I used EdPuzzle for all videos, except for my little crazy ones, and I never gave “important” lesson instructions in those videos. Students were supposed to write notes from those EdPuzzle videos. I would put in comments about writing down particular pieces of information and I would have the questions scattered throughout. However, one particular student (one of my “good ones”) was seriously struggling with an assignment after watching an EdPuzzle video. It turned out she hadn’t written a single thing down from the videos. She had answered the questions and moved on. Well, no wonder the follow up assignment was so difficult; she had no notes to follow and hadn’t really taken anything in from the video. Even though she had done well on the questions, she hadn’t internalized anything. So, even though it was a very short instruction at a particular point in a video, “Write this in your notes.”, the directions still weren’t being read/internalized/followed.
I am really interested in your “one-page” idea. Would you mind expanding on that, or maybe sharing an example?
Thank you,
–Chris
Courtney R Gaylord
Hi, Chris! It sounds to me like your use of EdPuzzle to present materials is spot-on. Even though your student didn’t totally follow your directions, the two of you together caught the fact that she wasn’t understanding something and were able to go back and correct it. I’d call that a victory! So often, in online classes, students just keep right on rolling, completing huge chunks of work without having any idea what they are really doing. My theory is that putting less text on every “page” so that students don’t need to scroll and then making sure that they need to DO something at the end of every bit of instruction can, together, reduce the risk that they will “sleep through class”.

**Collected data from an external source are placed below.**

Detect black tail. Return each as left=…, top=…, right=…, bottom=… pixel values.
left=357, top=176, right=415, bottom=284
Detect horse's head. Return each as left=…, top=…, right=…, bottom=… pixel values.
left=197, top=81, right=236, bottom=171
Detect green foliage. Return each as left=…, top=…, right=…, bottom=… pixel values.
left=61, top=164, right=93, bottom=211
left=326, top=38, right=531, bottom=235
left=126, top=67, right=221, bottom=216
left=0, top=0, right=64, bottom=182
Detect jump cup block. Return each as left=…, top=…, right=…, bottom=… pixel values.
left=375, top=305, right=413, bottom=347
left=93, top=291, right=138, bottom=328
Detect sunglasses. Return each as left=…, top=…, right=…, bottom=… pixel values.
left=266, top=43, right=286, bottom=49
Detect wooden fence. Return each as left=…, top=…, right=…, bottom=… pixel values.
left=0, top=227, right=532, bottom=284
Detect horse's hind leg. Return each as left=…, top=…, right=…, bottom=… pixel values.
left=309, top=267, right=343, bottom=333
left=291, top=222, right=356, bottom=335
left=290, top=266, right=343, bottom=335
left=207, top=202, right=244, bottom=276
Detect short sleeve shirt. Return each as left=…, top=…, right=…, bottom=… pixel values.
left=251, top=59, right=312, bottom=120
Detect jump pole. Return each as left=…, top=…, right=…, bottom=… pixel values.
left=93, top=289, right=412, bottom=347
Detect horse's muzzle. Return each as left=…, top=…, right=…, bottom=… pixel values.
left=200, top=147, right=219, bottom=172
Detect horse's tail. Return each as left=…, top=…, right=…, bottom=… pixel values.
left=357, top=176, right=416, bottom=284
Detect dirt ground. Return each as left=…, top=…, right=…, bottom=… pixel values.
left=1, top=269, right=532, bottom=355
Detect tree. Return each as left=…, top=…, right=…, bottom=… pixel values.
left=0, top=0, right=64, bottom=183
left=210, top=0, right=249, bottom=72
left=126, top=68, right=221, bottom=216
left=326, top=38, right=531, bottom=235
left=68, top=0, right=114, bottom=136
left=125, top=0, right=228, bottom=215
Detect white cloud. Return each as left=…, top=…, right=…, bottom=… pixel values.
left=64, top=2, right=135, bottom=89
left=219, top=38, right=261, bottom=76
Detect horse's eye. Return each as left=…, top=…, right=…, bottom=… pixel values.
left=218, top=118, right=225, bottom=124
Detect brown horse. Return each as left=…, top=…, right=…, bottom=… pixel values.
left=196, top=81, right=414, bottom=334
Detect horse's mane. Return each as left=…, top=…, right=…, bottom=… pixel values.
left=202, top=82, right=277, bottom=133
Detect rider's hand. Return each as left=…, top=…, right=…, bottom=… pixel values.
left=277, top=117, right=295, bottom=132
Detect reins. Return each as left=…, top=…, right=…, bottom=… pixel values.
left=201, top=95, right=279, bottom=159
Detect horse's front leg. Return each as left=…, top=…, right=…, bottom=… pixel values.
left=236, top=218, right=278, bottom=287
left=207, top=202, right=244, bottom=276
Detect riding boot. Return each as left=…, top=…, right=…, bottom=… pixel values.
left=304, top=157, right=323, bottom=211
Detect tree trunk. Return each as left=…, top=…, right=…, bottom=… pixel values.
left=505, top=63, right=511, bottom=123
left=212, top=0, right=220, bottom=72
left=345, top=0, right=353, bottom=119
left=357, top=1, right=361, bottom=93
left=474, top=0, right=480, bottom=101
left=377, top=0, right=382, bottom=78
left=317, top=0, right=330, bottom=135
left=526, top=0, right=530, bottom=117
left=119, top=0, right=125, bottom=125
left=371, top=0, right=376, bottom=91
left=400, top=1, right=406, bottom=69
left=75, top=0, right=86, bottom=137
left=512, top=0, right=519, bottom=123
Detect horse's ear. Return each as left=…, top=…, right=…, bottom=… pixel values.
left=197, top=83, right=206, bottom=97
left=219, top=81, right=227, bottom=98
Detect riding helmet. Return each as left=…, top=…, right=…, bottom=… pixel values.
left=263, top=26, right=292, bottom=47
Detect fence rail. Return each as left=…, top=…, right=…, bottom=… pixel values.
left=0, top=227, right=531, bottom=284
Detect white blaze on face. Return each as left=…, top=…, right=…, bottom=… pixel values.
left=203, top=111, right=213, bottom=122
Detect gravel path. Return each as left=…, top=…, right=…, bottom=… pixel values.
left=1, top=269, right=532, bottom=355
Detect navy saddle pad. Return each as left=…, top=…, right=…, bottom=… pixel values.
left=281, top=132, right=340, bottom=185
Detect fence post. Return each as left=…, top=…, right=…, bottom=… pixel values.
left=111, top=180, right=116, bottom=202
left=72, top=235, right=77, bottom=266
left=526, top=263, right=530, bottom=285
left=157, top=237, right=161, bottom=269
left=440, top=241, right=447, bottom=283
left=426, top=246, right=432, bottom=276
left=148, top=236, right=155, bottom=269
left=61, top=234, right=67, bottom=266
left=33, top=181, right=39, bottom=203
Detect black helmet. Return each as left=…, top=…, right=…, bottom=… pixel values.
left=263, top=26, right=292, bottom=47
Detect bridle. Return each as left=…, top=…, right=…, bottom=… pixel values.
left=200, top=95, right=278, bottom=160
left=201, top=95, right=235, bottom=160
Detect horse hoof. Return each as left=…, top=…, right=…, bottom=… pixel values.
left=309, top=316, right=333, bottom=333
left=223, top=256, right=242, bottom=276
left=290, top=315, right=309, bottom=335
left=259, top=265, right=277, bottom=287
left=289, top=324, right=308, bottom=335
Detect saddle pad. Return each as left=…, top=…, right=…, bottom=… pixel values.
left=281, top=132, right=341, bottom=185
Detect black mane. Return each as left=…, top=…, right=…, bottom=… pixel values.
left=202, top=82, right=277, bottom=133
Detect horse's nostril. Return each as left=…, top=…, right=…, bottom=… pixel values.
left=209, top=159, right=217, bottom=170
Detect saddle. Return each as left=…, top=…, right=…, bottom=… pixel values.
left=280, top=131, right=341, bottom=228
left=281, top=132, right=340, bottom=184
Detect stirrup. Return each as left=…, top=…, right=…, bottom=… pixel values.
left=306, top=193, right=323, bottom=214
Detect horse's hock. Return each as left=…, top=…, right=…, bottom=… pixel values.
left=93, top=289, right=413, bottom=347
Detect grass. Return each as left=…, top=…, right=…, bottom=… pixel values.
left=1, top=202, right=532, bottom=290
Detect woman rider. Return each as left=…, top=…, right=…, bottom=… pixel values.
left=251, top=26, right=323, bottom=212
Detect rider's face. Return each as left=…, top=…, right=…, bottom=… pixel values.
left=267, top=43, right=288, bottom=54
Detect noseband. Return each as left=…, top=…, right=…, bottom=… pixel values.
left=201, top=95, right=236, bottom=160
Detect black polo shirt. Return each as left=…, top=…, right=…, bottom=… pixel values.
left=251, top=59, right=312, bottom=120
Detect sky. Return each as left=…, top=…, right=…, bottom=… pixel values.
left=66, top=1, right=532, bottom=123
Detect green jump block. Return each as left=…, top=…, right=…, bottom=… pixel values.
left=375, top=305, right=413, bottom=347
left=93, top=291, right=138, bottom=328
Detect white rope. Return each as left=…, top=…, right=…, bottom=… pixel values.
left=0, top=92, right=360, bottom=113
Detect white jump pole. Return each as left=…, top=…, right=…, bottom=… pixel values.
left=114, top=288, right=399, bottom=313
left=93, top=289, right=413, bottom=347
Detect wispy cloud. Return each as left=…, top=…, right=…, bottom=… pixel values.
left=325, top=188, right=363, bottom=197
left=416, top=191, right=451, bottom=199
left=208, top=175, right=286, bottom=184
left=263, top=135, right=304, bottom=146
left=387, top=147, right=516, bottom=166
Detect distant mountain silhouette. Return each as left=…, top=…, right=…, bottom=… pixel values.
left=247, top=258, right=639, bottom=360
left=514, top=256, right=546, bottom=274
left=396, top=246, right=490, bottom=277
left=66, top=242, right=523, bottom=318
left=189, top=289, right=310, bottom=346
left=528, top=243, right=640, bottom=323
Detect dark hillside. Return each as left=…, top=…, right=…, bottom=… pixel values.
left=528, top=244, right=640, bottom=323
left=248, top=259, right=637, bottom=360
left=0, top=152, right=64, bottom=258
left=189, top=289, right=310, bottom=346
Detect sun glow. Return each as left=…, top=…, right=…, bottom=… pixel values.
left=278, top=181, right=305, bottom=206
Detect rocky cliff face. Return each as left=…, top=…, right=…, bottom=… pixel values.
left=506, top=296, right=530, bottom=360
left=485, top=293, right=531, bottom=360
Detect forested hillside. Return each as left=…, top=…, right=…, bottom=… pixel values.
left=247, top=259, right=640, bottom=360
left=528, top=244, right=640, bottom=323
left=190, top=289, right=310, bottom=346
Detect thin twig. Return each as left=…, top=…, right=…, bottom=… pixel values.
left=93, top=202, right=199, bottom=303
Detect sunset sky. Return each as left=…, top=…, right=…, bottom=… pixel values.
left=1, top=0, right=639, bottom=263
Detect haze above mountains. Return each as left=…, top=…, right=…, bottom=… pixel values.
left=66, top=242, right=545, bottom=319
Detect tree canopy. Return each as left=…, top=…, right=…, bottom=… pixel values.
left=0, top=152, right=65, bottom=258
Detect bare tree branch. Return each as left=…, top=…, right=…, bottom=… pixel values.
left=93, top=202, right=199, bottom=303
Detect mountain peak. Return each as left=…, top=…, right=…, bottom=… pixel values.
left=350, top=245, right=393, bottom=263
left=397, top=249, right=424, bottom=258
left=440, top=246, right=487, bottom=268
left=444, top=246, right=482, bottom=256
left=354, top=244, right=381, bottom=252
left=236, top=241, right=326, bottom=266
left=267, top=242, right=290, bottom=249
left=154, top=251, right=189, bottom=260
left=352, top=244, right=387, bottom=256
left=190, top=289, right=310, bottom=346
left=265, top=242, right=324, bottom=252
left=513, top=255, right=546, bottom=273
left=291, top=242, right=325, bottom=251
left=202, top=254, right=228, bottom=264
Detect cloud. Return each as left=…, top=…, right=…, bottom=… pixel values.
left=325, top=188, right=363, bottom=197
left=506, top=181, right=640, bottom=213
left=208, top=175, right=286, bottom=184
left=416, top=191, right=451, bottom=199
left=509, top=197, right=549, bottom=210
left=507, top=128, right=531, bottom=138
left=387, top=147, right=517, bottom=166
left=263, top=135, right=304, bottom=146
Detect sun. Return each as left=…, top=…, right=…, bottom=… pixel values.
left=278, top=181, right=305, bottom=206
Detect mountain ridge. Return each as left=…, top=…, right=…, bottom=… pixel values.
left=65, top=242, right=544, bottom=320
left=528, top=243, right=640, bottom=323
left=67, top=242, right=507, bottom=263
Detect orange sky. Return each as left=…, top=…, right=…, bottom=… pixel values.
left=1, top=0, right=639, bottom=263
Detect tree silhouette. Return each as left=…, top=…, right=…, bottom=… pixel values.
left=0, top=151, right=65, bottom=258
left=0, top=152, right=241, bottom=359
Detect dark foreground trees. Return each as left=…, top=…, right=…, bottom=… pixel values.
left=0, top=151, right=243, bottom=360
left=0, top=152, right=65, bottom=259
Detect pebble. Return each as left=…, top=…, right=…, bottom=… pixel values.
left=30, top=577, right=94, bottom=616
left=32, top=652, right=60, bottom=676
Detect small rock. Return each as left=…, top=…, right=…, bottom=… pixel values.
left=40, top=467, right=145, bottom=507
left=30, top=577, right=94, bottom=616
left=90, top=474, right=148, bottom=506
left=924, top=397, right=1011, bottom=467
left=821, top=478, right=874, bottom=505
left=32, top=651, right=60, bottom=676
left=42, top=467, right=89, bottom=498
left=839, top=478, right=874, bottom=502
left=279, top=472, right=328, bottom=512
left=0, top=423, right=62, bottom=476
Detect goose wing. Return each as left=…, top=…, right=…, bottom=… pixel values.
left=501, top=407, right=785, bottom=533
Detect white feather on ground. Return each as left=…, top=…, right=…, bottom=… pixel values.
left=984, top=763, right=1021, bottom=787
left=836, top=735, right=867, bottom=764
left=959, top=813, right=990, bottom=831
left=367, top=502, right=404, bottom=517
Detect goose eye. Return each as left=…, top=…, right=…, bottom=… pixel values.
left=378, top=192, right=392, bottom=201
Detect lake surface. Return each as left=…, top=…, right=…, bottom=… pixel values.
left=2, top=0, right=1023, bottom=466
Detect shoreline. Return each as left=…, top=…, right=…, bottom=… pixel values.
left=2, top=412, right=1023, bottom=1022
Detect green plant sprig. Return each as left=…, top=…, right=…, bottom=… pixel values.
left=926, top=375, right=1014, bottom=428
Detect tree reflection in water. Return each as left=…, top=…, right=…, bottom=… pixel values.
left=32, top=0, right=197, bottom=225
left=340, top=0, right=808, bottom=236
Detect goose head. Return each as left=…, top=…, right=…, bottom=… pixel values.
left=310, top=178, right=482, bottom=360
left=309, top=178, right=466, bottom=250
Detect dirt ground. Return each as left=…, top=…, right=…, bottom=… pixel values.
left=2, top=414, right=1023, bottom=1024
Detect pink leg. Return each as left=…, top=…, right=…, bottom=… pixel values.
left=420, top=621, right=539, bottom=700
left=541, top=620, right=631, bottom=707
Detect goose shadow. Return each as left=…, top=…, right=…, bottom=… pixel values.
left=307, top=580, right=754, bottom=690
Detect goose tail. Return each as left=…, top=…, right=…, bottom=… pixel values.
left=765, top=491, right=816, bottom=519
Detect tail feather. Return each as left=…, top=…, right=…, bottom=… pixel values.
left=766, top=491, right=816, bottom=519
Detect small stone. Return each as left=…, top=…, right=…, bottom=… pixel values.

Here’s an example of how I do this (not an exemplar, mind you, just an example!): https://docs.google.com/document/d/1tiFoRdH8U-hA933dguKDxkGZ4qbQZoOPvTbu7x-zv5w/edit?usp=sharing
Let me know if you have questions or suggestions. It’s a work in progress!
Rachel Tedrow
Using modules on Canvas or organizing items for students into topics into a single Doc was so helpful for my students. Many of them as high schoolers just really need chunking of lessons – they need that structure so help with organization since their executive functioning skills are not what mine are as an adult. Since our students were learning synchronously (but also a bit asynchronously in that we had some online meetings but students were also working on their own on their own time), I tried to organize tasks into a calendar I would create on a Doc – step 1 do this, step 2 do this, step 3 do this and try to provide them feedback during the week so if they were struggling with step 1, we could meet on Zoom or they could ask on our feed for some peer help along with some extra resources beyond my Zoom links, Screencastify videos, and etext links. For world language, my students were integrating speaking, reading, writing and listening skills online, so I would post the calendar and all the “stuff” as one assignment on Google Classroom – like the FlipGrid for the week, our EdPuzzle for the week, etc all together in one place. I would assume with students doing the work asynchronously, you would do it more thematically in modules?